Etant donné la dévotion des néo-conservateurs à Israël, leur obsession de l’Irak, et leur influence dans l’administration Bush, il n’est pas étonnant que beaucoup d’Américains aient suspecté que la guerre ait été conçue pour favoriser les intérêts israéliens. En mars dernier, Barry Jacobs de l’American Jewish Committee a reconnu que la croyance qu’Israël et les néo-conservateurs avaient conspiré pour faire entrer en guerre les Etats-Unis contre l’Irak était «dominante» parmi les services de renseignements. Pourtant peu de gens le diraient publiquement, et la plupart de ceux qui l’ont fait - comme le sénateur Ernest Hollings et le représentant James Moran - ont été condamnés pour avoir soulevé la question. Fin 2002, Michael Kinsley a écrit que «le manque de débat public au sujet du rôle d’Israël... c’est l’éléphant proverbial dans la pièce». La raison de l’hésitation à en parler, a-t-il observé, était la crainte d’être traité d’un antisémite. Il y a peu de doute qu’Israël et le lobby furent les principaux facteurs dans la décision à partir en guerre.
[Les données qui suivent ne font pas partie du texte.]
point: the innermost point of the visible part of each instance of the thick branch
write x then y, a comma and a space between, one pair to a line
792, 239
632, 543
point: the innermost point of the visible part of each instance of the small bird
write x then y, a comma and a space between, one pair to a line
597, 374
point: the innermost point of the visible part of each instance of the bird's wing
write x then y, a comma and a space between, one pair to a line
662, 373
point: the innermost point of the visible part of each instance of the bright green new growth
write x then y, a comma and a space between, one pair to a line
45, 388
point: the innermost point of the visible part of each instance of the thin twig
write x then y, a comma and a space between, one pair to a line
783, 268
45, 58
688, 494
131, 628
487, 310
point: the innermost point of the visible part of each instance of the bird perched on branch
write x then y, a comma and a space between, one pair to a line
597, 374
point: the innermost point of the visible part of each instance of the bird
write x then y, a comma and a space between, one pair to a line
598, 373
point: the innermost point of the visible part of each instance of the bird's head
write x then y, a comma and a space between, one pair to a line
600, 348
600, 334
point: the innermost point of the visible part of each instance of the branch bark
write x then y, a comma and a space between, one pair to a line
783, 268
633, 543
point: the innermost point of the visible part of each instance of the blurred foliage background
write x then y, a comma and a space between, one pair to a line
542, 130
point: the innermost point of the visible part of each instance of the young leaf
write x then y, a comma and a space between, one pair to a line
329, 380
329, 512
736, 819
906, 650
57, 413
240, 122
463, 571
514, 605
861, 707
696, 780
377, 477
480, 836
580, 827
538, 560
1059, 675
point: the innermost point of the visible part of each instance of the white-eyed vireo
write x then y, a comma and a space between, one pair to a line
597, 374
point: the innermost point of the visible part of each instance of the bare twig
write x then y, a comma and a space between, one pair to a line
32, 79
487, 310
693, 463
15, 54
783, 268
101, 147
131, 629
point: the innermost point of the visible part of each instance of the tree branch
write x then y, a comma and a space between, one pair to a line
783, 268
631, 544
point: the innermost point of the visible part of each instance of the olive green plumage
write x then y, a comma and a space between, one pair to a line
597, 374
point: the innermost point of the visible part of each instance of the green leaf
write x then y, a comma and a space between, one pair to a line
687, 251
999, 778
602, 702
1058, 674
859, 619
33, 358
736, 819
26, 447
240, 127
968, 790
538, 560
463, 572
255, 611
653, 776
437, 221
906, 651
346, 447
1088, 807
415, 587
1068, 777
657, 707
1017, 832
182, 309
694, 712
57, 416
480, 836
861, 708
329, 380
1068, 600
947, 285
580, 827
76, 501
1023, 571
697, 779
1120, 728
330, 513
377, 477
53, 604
C’est une décision que les Etats-Unis auraient probablement été loin de prendre sans leurs efforts. Et la guerre elle-même était prévue pour être seulement la première étape. Un titre en première page du Wall Street Journal peu de temps après que la guerre a commencé dit tout; «Le rêve du Président: Non seulement changer un régime mais une région; une zone pro-américaine, démocratique est un objectif qui a des racines israéliennes et néo-conservatrices».

 

Les Forces pro-israéliennes sont depuis longtemps intéressées par l’implication plus directe des militaires américains au Moyen-Orient. Mais elles avaient un succès limité pendant la guerre froide, parce que l’Amérique agissait en tant que «balancier off-shore» dans la région. La plupart des forces désignées pour le Moyen-Orient, comme la Force de déploiement rapide, ont été maintenues «au-dessus de l’horizon» et hors de toute atteinte. L’idée était que les puissances locales se neutralisent les unes contre les autres — ce qui est pourquoi l’Administration Reagan a soutenu Saddam contre l’Iran révolutionnaire pendant la guerre entre l’Iran et Irak - afin de maintenir un équilibre favorable aux Etats-Unis. Cette politique a changé après la première guerre du Golfe, quand l’Administration Clinton a adopté une stratégie «de double retenue». Des forces américaines substantielles seraient postées dans la région afin de contenir l’Iran et l’Irak, au lieu d’en utiliser une pour maîtriser l’autre. Le père de la double retenue n’était autre que Martin Indyk, qui a, pour la première fois, esquissé la stratégie en mai 1993 au WINEP et l’a ensuite mise en application en tant que Directeur pour les Affaires du Proche-Orient et sud-asiatiques au Conseil de sécurité nationale. Au milieu des années 90, il y avait un mécontentement considérable en ce qui concerne la double retenue, parce qu’elle avait transformé les Etats-Unis en ennemi mortel de deux pays qui se détestaient, et forçait Washington à porter le fardeau de les contenir tous les deux. Mais c’était une stratégie que le lobby favorisait et travaillait activement au Congrès pour qu’elle soit conservée. Poussé par l’AIPAC et d’autres forces pro-israéliennes, Clinton a durci la politique au printemps 1995 en imposant un embargo économique sur l’Iran. Mais l’AIPAC et les autres voulaient plus. Le résultat fut une loi sur des sanctions contre l’Iran et la Libye en 1996 qui imposait des sanctions à toutes les compagnies étrangères qui investissaient plus de 40 millions de dollars pour développer les ressources de pétrole en Iran ou en Libye. Comme Ze’ev Schiff, le correspondant militaire de Ha’aretz, le remarquait à l’époque, «Israël est un élément minuscule dans le grand complot, mais on ne devrait pas conclure qu’il ne peut pas influencer ceux qui sont à la tête».